Célio: Eu faço muitas IPAs, mas, talvez por isso, sou apaixonado por lagers. Eu tive oportunidade, com o Mestre Residência Gärd, de fazer uma lager que não fosse na minha fábrica. Eu abracei a ideia na hora. Sou doido por lagers. Eles aceitaram na hora também a ideia de fazer uma Bohemian Pilsner com um toque de caju, era o clássico e o ousado juntos. Foi muito legal fazer essa cerveja com eles!
Como vocês analisam o resultado da EverGärd Brew?
Célio: Foi bem o que a gente imaginou, uma união dos dois mundos: da Everbrew, que é uma cervejaria que abusa da ousadia, e da Gärd, que faz muito bem as escolas clássicas. A gente conseguiu fazer uma Bohemian Pilsner no estilo clássico, mas colocando um toque de brasilidade, de tropicalismo do litoral, com a adição de caju. A união desses dois elementos acabou encaixando perfeitamente na cerveja.

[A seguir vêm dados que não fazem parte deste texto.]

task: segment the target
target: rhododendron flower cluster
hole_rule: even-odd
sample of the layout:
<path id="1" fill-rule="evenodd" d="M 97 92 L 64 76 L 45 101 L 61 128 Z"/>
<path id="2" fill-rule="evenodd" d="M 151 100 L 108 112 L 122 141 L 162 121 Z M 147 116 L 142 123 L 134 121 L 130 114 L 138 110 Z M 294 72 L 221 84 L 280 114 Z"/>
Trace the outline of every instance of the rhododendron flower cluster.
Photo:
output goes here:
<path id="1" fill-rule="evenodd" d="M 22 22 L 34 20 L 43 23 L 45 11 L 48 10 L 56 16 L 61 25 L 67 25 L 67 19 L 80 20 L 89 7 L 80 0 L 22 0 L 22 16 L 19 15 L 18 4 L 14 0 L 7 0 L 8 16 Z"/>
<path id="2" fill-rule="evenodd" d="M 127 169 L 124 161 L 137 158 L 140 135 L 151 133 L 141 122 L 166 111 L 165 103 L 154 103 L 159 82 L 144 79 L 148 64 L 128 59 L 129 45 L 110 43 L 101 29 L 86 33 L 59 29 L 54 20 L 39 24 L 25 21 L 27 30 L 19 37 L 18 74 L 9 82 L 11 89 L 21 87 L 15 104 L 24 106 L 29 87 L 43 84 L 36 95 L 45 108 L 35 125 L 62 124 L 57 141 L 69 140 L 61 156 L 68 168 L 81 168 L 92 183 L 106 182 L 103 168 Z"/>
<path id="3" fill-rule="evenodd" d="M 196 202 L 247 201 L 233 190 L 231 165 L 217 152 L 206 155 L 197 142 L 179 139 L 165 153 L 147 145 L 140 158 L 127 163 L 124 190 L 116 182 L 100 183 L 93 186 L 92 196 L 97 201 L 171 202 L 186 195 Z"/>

Júlio: Essa cerveja foi feita em maio, ela está com três meses, e eu passei por momentos de desespero porque a vivacidade dela é um negócio impressionante. Logo que ela ficou pronta, eu sentia o aroma dela com o copo na mesa, distante. A adstringência do caju estava secando a garganta e fiquei pensando: “Será que ela vai encontrar a paz interior dela?” (risos). Aquela harmonia com o universo. E chegou um momento em que as coisas começaram a andar de forma harmoniosa. Agora eu sinto o aroma do caju, sinto o gosto, mas ela não esconde o fato que é uma Bohemia. No copo, é uma cerveja que vale a pena conhecer e experimentar. É uma cerveja que tem coisas exclusivas, só dela, numa entrega constante, você vai prum lado e vai pro outro. Ela brinca com você o tempo inteiro. Ela me diz que é uma coisa diferente.
Júlio, você já tem uma próxima convidada do Mestre Cervejeiro Gärd…
Júlio: A Japas Cervejaria. Eu acho que elas têm uma visão muito bacana, uma coisa itinerante muito legal. Nunca tive um contato pessoal com elas, mas Campos do Jordão tem uma imigração japonesa fortíssima, tem o Parque das Cerejeiras, tem muitas ideias, muita coisa que na cabeça das Japas pode fazer dessa segunda edição um negócio muito legal de novo. A ideia é fazer uma nova edição a cada seis meses, e eu vou provocá-las no máximo. Vamos ver aonde vamos chegar.